Born in 1995, I'd like to believe I was blessed enough to experience the greatest childhood this world had to offer. I played with my Skip-It, attempted to "Collect them all" in Pokemon and ran around my neighborhood playground until my tiny relentless legs were seconds away from giving out.
My childhood was centered around enjoying the simple things, like the freedom to run up and down the block and pick the dandelions from the grass, making a wish as I blew with all my might and watching the seeds swirl into the sky. The worst thing that could go wrong would be a scraped knee, which was easily healed by a little Neosporin and a Disney-themed Band-Aid. In today's day and age, it seems that the quick unplugging of an iPad or Xbox could mark the end of life as we know it for this new generation.
Working in a restaurant, I interact with children on a relatively daily basis. As I go to hand them the kids menus filled with crosswords, mazes and connect-the-dots that I at age 20 would still be excited over I can't help but notice their disconnect from their surroundings as they bury themselves into their parents iPads.

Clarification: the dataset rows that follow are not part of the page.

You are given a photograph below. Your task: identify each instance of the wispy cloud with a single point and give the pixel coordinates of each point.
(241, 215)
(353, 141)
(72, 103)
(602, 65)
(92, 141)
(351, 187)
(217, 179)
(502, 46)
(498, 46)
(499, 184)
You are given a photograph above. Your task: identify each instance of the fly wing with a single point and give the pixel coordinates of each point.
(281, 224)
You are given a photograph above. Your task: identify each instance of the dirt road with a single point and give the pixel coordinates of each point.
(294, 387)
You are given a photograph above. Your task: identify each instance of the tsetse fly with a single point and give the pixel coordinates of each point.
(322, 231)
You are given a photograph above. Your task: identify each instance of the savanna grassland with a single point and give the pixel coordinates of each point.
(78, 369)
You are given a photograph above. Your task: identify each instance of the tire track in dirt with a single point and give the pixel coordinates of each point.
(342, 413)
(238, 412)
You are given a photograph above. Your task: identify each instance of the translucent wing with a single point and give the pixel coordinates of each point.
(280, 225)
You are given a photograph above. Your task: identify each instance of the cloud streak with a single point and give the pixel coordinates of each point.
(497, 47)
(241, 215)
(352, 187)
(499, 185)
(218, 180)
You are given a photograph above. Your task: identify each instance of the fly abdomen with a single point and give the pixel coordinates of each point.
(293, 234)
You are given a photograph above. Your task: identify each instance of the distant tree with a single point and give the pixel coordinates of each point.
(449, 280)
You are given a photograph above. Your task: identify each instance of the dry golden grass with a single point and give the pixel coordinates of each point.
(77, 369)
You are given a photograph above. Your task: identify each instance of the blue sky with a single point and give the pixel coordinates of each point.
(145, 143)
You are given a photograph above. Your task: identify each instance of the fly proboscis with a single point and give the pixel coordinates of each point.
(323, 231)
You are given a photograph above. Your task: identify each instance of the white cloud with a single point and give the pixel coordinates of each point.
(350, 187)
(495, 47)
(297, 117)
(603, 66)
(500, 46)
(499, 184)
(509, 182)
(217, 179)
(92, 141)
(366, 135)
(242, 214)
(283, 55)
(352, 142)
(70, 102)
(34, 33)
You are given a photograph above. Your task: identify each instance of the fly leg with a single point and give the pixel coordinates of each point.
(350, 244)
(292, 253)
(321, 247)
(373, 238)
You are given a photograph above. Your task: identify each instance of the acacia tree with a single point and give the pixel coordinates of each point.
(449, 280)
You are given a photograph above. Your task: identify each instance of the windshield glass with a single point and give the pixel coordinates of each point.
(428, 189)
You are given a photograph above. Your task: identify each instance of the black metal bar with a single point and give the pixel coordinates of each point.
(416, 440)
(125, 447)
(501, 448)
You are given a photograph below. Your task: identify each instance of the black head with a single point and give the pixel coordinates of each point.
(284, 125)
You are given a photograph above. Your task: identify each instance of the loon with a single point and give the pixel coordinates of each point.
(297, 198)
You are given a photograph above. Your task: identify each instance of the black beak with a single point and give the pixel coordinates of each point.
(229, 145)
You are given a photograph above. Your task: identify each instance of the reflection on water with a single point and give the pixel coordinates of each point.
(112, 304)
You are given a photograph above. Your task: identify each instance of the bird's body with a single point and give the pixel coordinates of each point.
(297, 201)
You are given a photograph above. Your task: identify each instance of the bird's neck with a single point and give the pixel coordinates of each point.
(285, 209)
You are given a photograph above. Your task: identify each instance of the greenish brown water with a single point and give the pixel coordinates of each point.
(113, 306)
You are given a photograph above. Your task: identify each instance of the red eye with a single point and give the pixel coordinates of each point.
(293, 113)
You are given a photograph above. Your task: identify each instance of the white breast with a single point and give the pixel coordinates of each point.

They push their crayons aside and leave the conversation to the adults as they try their hardest to beat their highest level in Candy Crush or Angry Birds. Naturally, first instinct is to blame the parents. Why in their right minds would they expose their children to these technologies at ages as young as five or six? What would give them the idea that this is a positive alternative to an outdoor free-for-all or a game of Hungry Hungry Hippos?
Then I stop to think: what kind of example are we setting as the previous generation? We're all guilty of giving into the control electronics have begun to hold over our heads. It started simply: the first of the iPods started flooding the middle school hallways and suddenly all that mattered was who in class had the highest Doodle Jump score. As we matured as individuals, so did our taste in technology. We upgraded our iPods to iPhones which would inevitably open the door to our guiltiest of pleasures: social media. It's fair to say that our love for technology has had a trickle-down effect on the youth of today, which can only be expected since we are the generation they look up to for role models.
Or is it societies fault in general that these poor children are being gypped out of the good old-fashioned childhood that we've all had the pleasure to look back on? The constant need for change, development and improvement has now tainted the period of one's life that should remain the most carefree and pure.
Money, power and prestige override the desire to instill the same sets of values in children that we have for generations. How are we supposed to teach children the lesson of sharing without them taking turns on the swing set? Or how about the value of team work without a few games of kickball?
All in all, my heart breaks for the millennials. They had no choice in the way their childhood has come to revolve around technology, and it truly is a shame. I hope that in due time, the previous generations can instill the values we were taught as children in ways similar to our own upbringing, without the touch screen as a starting point.